1964 Piccadilly World Match Play Championship

Tournament information
- Dates: 9–11 October 1964
- Location: Virginia Water, Surrey, England
- Course: West Course, Wentworth
- Format: Match play – 36 holes

Statistics
- Par: 75
- Length: 6,936 yards (6,342 m)
- Field: 8 players
- Prize fund: £16,000
- Winner's share: £5,000

Champion
- Arnold Palmer
- def. Neil Coles 2 & 1

= 1964 Piccadilly World Match Play Championship =

First World Match Play Championship (golf)

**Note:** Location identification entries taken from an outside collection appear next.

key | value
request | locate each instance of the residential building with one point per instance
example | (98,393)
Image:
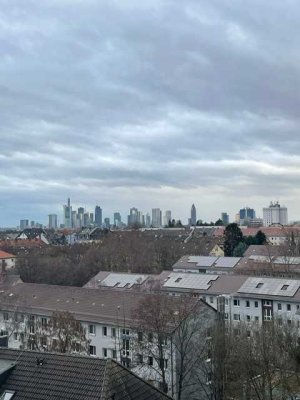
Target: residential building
(98,216)
(156,218)
(37,375)
(52,224)
(7,260)
(207,264)
(68,214)
(242,298)
(275,215)
(109,318)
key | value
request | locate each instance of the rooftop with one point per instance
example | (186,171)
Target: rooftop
(32,375)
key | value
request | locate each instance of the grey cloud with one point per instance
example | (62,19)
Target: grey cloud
(191,95)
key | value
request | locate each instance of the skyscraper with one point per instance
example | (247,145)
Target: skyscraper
(133,217)
(24,223)
(117,219)
(98,216)
(52,221)
(167,217)
(68,214)
(225,218)
(193,219)
(156,218)
(275,214)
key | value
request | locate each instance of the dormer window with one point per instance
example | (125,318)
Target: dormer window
(7,395)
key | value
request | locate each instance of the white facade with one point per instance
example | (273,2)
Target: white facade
(275,214)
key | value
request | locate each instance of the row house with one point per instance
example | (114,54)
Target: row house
(241,298)
(108,319)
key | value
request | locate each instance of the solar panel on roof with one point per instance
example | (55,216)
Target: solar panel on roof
(270,286)
(190,281)
(122,280)
(227,262)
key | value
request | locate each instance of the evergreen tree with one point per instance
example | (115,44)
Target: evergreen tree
(260,238)
(233,236)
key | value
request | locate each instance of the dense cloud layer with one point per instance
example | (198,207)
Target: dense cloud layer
(148,103)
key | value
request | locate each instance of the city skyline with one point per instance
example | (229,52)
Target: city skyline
(98,216)
(149,104)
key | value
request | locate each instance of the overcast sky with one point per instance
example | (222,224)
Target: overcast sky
(149,103)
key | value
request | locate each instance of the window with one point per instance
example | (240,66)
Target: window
(150,361)
(92,329)
(7,395)
(44,322)
(139,358)
(76,347)
(113,353)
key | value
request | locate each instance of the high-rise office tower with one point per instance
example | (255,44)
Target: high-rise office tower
(98,216)
(148,220)
(156,218)
(52,223)
(68,214)
(225,218)
(275,214)
(193,219)
(117,219)
(133,217)
(24,223)
(167,217)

The 1964 Piccadilly World Match Play Championship was the first World Match Play Championship. It was played from Friday 9 to Sunday 11 October on the West Course at Wentworth. Eight players competed in a straight knock-out competition, with each match contested over 36 holes. The champion received £5,000 out of a total prize fund of £16,000. Arnold Palmer defeated Neil Coles 2&1 in the final to win the tournament.

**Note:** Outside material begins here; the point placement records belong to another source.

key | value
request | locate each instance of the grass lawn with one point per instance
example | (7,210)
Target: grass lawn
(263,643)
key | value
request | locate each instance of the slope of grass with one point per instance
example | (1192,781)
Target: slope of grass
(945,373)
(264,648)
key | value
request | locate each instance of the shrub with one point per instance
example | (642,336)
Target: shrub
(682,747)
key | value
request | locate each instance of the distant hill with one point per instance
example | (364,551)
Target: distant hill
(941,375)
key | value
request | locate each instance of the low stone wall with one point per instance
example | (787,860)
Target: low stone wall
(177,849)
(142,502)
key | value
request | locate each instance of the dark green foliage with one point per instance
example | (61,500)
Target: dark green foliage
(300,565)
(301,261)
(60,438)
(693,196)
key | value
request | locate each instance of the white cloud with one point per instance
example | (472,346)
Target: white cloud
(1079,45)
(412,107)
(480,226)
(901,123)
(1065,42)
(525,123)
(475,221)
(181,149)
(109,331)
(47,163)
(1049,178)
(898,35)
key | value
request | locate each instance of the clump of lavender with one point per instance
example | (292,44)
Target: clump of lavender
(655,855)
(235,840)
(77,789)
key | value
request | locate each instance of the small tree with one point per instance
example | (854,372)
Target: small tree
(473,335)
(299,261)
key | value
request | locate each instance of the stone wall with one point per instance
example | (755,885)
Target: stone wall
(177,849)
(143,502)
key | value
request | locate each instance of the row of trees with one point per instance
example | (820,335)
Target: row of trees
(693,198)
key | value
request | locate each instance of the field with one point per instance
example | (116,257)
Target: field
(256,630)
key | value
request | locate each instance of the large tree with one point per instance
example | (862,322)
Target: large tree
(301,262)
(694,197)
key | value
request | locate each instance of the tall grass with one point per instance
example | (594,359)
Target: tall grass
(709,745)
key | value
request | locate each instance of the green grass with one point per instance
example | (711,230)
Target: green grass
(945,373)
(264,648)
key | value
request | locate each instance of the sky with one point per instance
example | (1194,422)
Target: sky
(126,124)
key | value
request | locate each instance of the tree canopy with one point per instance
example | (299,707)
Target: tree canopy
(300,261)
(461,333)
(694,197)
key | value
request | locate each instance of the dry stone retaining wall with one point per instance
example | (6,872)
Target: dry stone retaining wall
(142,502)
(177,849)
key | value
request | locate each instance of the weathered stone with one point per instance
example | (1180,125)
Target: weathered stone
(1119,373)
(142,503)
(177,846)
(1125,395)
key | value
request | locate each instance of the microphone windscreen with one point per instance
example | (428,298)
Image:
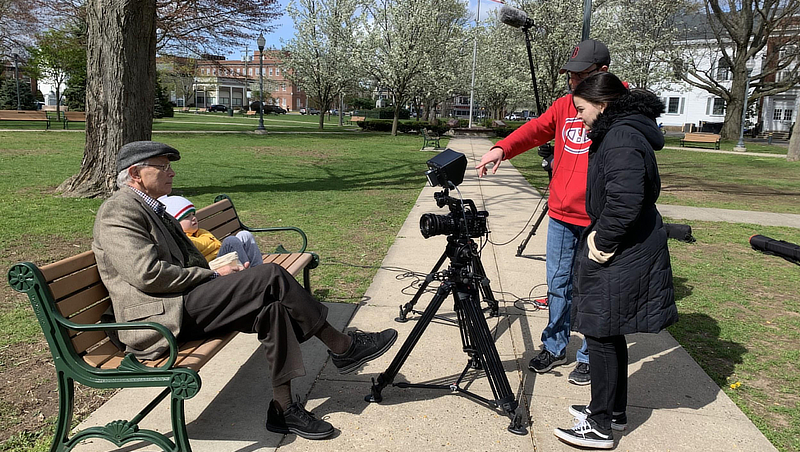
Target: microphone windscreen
(513,16)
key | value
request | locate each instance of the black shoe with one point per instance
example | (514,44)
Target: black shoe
(619,421)
(545,361)
(580,376)
(365,347)
(585,433)
(298,421)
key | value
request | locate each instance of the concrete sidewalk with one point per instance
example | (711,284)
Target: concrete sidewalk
(673,404)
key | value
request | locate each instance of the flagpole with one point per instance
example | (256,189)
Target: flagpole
(474,60)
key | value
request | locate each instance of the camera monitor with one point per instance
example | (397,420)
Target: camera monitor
(446,168)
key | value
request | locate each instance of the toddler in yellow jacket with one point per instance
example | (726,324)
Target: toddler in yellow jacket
(243,242)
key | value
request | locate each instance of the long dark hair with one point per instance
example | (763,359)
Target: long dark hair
(601,87)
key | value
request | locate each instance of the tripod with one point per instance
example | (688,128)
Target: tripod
(464,279)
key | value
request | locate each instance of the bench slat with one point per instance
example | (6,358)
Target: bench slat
(87,340)
(91,315)
(66,266)
(81,300)
(225,230)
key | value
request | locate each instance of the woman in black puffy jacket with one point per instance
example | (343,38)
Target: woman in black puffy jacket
(622,273)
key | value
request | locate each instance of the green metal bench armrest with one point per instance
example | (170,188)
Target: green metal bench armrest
(173,343)
(272,229)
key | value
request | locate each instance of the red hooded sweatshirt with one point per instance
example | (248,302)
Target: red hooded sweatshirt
(567,200)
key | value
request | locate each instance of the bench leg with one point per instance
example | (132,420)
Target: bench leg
(179,425)
(307,279)
(66,404)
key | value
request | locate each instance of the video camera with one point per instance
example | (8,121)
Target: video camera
(464,220)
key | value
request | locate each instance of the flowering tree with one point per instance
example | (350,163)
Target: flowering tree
(640,35)
(402,37)
(319,58)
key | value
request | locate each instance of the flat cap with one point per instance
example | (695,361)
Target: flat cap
(138,151)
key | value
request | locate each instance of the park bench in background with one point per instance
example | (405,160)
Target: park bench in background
(25,115)
(711,138)
(430,138)
(355,119)
(73,116)
(69,299)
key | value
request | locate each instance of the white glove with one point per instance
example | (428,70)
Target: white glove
(601,257)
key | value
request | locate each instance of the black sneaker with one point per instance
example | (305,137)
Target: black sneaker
(585,433)
(365,347)
(580,376)
(545,361)
(619,421)
(298,421)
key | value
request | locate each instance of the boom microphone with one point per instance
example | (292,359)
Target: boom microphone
(515,17)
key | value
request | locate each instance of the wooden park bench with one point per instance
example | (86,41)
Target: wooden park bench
(25,115)
(711,138)
(69,298)
(73,116)
(355,119)
(430,138)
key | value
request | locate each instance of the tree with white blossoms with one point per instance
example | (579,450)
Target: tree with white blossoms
(640,35)
(319,58)
(729,35)
(558,29)
(503,75)
(446,73)
(400,37)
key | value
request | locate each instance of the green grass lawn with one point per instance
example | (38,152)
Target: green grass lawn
(702,179)
(739,308)
(727,145)
(351,192)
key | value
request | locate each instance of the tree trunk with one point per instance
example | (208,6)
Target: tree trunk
(120,89)
(733,110)
(794,143)
(396,119)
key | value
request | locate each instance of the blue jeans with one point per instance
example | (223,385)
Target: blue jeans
(245,246)
(562,242)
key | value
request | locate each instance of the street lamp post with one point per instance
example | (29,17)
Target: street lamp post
(740,145)
(261,42)
(16,75)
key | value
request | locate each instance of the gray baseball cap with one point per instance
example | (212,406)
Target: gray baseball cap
(585,54)
(137,151)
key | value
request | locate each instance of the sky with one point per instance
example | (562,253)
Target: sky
(285,28)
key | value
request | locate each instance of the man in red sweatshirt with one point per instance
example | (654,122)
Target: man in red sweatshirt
(567,201)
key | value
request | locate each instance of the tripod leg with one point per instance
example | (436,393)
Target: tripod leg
(387,377)
(406,308)
(482,339)
(486,290)
(524,243)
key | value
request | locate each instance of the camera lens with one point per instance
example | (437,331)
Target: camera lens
(432,224)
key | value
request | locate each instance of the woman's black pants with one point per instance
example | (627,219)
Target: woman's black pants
(608,365)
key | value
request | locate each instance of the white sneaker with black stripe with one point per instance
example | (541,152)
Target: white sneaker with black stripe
(585,434)
(619,421)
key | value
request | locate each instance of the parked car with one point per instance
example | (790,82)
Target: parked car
(274,109)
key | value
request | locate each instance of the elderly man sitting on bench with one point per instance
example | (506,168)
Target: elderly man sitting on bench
(154,273)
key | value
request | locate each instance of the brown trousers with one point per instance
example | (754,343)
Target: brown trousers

The tournament was sponsored by Carreras Tobacco Company the manufacturer of Piccadilly cigarettes.

In the final, Palmer led by two after nine holes but Coles won the 11th, 12th, 13th and the 18th to reach lunch two holes up. Coles was round in 72 to Palmer's 74. In the afternoon Palmer went 2–3–3 from the 5th to the 7th to lead by one, reaching the turn in 32. Palmer won the 15th with a three and eventually won 2&1, having completed the 17 holes in the afternoon in 61 strokes.

The match play championship concluded a week of golf at Wentworth which had started with the Piccadilly Tournament, a 72-hole stroke play competition, which was played on the East Course from 5 to 7 October. The winner was Jimmy Martin who took home £750 of the total prize fund of £4,000.

==Course==
Source:

Hole: 1; 2; 3; 4; 5; 6; 7; 8; 9; Out; 10; 11; 12; 13; 14; 15; 16; 17; 18; In; Total
Yards: 470; 156; 444; 505; 186; 342; 402; 398; 453; 3,356; 186; 379; 480; 440; 176; 479; 380; 556; 504; 3,580; 6,936
Par: 5; 3; 5; 5; 3; 4; 4; 4; 4; 37; 3; 4; 5; 4; 3; 5; 4; 5; 5; 38; 75

==Scores==
Source:

==Prize money==
The winner received £5,000, the runner-up £3,000, the losing semi-finalists £2,000 and the first round losers £1,000, making a total prize fund of £16,000.